There was no published large scale (1:25,000) soils map for the study area and so a new map was commissioned (Figure 4.2). Existing data from survey work over part of the area in the 1970s was complemented with new augering in key areas not previously surveyed. This enabled the creation of a new map encompassing all three alternative sites for the battle and, fortunately, most of the area finally demonstrated to be the core of the battlefield. Two small supplementary areas were added later, to cover specific alluviated ground on the southern periphery of the battlefield.6

While all the soils data has some relevance to the study of the historic terrain and the taphonomy of the battle archaeology, it has been the alluvial soils, described here as the Fladbury Series, which has proved the key data set. It is only within this zone, where the soils developed in waterlogged conditions, that medieval wetland could have existed. These data show that there never was a marsh on the slopes of Ambion Hill. Instead they indicate two zones, set along the Fowlismere, Fen Hole and Fen Meadow streams as the likely focus of former wetland.

The soils evidence was complemented by the mapping of the medieval open fields, discussed below, which revealed the extent of medieval meadow (Figure 4.8). Together these two data sets provided a clear search area for the ‘marsh’, which was further narrowed down through the study of fen and related place names (Figures 4.12 & 4.13). Within the resulting zone a programme of palaeo-environmental investigation was then undertaken.
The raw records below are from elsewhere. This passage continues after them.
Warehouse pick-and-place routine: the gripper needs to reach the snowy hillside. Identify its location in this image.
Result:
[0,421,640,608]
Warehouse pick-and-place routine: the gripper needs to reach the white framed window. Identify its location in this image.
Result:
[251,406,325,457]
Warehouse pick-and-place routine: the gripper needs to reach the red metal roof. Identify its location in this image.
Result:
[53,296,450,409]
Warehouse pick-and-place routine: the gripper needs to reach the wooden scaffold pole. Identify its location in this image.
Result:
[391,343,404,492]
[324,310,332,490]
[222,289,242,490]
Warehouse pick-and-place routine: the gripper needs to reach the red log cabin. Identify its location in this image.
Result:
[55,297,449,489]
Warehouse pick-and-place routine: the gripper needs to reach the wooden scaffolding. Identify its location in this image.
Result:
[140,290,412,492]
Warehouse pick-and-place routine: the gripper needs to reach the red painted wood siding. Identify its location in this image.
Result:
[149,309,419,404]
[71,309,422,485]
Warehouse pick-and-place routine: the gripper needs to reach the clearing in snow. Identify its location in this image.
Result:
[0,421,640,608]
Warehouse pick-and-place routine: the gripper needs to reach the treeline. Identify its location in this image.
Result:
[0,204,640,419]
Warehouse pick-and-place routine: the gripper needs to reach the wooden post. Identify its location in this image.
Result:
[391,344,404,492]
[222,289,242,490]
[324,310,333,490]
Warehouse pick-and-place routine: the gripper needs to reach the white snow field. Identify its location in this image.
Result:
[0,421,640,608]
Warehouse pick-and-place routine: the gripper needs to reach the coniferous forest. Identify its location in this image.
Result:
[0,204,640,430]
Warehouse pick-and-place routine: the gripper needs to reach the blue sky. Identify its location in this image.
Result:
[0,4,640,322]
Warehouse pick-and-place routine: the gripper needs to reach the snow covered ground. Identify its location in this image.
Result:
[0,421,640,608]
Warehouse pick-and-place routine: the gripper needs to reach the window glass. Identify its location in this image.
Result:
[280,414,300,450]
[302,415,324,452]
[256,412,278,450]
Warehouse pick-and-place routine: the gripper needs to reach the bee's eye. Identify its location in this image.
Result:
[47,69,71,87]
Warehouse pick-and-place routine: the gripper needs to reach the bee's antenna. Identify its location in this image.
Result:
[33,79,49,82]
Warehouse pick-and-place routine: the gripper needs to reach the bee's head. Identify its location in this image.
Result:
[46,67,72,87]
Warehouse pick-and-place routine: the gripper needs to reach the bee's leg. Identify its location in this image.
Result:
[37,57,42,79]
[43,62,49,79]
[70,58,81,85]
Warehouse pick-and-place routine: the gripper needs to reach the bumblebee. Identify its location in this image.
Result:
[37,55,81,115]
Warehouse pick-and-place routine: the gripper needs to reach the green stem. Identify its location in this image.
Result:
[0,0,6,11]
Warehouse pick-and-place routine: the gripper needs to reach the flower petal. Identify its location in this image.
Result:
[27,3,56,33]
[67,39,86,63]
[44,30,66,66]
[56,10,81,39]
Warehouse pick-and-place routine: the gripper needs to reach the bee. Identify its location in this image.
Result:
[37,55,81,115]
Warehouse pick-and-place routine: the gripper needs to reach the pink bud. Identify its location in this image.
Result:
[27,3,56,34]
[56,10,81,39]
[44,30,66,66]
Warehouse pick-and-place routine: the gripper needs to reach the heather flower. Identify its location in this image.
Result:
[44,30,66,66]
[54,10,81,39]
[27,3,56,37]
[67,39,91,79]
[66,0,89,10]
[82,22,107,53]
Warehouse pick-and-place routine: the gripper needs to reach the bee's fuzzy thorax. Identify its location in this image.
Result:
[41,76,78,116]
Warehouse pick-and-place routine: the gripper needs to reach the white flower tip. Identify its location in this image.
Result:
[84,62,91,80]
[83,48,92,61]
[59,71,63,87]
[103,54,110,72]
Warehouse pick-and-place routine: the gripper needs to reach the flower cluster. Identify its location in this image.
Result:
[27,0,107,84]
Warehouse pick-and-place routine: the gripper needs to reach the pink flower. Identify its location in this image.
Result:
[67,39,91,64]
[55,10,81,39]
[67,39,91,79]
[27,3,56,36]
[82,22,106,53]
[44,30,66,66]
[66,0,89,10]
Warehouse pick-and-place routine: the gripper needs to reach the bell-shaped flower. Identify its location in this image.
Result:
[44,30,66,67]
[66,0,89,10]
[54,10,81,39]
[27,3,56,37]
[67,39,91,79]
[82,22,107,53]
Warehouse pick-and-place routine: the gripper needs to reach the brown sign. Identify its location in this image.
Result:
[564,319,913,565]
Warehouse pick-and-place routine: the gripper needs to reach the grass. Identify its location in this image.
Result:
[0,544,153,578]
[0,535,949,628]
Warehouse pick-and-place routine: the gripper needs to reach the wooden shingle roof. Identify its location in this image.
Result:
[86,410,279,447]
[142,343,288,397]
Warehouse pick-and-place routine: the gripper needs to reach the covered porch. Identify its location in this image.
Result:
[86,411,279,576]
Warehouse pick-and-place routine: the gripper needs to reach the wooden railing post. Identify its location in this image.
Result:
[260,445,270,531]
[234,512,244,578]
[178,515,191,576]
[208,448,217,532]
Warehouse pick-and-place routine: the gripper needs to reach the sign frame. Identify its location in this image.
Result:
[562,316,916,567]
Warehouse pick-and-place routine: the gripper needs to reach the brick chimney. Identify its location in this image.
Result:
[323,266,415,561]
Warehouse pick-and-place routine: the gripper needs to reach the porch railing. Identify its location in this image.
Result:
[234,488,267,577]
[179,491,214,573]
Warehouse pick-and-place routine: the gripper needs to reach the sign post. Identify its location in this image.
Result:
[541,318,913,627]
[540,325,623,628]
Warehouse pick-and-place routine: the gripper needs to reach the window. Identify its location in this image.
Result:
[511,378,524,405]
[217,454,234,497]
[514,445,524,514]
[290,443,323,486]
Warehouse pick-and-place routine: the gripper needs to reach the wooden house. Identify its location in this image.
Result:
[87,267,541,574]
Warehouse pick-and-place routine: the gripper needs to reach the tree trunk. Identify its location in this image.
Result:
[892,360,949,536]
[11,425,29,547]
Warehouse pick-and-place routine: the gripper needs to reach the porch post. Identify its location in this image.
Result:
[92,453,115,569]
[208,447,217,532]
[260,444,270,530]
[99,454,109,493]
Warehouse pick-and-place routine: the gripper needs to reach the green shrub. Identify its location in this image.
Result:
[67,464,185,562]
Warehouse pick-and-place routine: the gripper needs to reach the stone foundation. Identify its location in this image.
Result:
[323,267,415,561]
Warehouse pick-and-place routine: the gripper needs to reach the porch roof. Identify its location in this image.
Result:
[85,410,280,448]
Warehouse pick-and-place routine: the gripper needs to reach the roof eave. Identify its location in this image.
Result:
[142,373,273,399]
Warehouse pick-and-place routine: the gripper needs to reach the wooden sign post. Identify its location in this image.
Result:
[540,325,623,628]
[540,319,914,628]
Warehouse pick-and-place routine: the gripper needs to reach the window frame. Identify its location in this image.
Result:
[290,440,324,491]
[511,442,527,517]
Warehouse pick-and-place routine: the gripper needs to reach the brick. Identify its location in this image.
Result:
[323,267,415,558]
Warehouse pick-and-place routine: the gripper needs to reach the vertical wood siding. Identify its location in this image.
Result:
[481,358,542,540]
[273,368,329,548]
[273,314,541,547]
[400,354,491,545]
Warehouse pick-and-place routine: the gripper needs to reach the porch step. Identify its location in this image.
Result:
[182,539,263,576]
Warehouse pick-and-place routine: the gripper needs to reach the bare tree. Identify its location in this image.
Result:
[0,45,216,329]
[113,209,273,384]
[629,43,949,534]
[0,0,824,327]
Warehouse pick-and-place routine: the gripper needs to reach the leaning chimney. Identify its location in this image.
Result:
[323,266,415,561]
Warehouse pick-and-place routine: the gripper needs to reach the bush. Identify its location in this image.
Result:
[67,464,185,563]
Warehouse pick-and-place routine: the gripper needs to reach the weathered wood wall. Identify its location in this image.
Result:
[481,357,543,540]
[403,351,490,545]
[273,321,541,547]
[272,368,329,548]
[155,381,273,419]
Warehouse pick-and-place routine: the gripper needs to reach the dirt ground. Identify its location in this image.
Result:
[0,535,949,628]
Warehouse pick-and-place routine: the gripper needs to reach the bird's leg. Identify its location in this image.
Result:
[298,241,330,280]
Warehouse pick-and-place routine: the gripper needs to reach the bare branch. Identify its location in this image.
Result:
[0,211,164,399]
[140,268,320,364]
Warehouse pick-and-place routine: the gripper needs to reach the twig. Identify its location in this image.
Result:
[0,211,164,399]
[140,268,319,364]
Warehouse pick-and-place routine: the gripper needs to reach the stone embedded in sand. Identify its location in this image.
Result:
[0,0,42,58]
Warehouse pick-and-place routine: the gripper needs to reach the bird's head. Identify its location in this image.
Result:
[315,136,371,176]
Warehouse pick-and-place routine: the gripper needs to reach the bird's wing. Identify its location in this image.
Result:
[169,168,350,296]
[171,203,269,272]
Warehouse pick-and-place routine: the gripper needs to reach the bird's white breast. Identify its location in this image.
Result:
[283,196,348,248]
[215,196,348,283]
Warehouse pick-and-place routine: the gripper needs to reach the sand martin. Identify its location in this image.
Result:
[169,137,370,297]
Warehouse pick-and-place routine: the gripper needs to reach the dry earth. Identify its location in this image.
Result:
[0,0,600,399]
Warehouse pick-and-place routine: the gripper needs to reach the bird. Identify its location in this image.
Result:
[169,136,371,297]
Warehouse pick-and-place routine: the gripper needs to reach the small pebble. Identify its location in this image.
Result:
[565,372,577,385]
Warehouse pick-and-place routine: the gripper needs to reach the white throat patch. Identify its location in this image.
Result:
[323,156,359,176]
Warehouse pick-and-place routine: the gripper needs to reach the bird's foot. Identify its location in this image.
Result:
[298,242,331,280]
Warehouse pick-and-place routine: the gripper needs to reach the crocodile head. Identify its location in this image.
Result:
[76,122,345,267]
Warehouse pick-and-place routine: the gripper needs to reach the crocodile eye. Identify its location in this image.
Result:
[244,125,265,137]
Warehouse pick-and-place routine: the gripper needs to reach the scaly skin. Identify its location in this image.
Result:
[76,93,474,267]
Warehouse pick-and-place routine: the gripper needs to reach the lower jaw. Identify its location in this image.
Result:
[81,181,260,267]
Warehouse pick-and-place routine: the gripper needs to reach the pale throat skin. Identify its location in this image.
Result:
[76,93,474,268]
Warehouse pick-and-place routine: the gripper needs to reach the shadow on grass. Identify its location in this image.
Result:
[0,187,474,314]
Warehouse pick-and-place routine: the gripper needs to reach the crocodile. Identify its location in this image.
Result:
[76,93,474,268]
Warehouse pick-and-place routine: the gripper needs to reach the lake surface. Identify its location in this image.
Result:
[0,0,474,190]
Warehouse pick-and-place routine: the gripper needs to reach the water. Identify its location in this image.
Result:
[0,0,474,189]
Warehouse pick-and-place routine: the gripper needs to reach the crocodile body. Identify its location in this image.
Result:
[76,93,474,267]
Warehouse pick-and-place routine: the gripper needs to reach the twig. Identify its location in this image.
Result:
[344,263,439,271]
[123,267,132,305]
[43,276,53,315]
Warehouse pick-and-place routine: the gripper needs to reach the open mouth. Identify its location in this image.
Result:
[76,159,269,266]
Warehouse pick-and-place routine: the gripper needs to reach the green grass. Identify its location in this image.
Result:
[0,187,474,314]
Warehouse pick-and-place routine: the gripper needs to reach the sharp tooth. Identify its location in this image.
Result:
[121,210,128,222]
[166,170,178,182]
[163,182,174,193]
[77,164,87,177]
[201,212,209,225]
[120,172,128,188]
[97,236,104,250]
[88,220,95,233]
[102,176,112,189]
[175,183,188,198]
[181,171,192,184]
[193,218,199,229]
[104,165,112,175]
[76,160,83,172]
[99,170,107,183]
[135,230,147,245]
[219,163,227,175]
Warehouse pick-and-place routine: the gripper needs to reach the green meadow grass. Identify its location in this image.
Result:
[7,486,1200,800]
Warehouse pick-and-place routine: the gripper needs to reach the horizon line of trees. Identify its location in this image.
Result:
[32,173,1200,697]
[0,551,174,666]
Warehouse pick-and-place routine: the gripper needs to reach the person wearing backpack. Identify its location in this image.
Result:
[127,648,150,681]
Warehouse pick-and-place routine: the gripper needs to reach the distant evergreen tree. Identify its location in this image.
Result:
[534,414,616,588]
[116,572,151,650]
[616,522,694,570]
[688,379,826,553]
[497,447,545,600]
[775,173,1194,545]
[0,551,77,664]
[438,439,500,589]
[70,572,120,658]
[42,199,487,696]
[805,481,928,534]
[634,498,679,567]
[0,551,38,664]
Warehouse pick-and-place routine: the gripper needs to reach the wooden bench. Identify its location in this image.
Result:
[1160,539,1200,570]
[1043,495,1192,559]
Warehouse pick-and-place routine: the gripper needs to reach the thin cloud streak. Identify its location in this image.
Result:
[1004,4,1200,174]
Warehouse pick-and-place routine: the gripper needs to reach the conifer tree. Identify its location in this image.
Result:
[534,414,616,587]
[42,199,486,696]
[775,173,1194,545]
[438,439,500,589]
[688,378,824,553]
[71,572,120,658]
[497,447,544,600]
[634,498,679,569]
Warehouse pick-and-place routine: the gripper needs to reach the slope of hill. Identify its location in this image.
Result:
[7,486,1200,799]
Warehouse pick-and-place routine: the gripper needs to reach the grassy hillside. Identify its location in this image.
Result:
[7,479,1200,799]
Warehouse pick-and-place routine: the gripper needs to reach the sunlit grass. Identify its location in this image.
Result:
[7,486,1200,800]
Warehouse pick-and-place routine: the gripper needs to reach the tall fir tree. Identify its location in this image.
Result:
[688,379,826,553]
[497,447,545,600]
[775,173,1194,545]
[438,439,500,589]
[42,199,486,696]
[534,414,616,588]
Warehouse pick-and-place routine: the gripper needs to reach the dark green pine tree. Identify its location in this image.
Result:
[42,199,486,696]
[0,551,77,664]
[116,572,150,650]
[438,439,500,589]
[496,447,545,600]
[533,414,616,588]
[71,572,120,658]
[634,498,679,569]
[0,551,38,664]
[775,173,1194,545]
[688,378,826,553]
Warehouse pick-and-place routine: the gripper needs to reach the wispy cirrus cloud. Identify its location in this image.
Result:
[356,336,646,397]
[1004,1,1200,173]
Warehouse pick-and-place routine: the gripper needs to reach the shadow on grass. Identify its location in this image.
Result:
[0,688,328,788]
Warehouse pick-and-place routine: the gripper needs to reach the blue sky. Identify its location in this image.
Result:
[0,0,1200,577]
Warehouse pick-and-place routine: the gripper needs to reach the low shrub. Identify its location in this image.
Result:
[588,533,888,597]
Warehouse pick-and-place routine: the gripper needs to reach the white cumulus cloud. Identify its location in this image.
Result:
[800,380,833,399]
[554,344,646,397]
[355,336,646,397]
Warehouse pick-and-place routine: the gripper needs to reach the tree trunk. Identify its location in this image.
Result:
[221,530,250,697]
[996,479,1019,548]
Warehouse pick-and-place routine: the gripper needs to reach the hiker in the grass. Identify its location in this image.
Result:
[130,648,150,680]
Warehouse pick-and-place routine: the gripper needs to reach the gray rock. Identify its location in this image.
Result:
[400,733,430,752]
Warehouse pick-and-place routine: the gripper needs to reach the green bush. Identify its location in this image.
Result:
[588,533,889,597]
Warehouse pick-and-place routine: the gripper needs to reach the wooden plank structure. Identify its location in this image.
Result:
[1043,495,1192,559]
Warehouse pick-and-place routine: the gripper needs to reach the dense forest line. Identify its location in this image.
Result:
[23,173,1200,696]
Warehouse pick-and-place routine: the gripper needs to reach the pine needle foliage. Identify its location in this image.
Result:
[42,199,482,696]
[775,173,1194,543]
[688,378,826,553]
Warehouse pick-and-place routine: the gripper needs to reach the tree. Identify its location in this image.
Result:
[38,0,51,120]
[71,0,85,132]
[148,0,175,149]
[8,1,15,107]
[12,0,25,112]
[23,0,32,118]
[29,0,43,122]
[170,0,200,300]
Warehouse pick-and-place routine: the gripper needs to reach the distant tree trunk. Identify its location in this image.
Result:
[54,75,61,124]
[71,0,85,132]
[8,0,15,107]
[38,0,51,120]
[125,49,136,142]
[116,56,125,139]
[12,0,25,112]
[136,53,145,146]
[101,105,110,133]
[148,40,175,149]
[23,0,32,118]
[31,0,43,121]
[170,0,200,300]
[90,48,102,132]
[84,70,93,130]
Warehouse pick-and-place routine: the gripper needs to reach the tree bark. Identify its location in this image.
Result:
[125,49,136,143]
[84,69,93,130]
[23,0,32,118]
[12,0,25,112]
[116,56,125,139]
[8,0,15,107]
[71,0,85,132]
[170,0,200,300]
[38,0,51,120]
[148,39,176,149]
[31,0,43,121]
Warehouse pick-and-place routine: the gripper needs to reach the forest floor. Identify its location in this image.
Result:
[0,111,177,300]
During our initial field inspection in 2004 an area of peat had been identified from molehills in Fen Meadow, which was subsequently confirmed by several auger holes made with the assistance of Dr Roy Bradshaw of Nottingham University. It was therefore expected that substantial peat deposits would be identifiable in the palaeo-environmental survey, enabling the former extent of wetland to be easily and accurately defined. However, the absence of any comparable evidence from the auger data of 1976 and 2006 should have given pause for thought, despite the relatively wide spacing of their sampling (Figure 4.6). They had identified a peat deposit in just one small isolated location to the south of Greenhill Farm, in a very narrow alluvial area very close to the course of the Sence Brook. This was more than 2 km to the east of the zone of fen and related names, but the peat proved to lie beneath a deep alluvial deposit, indicating that it dated to a period long before the late medieval and subsequent augering demonstrated there it was not part of a widespread peat deposit.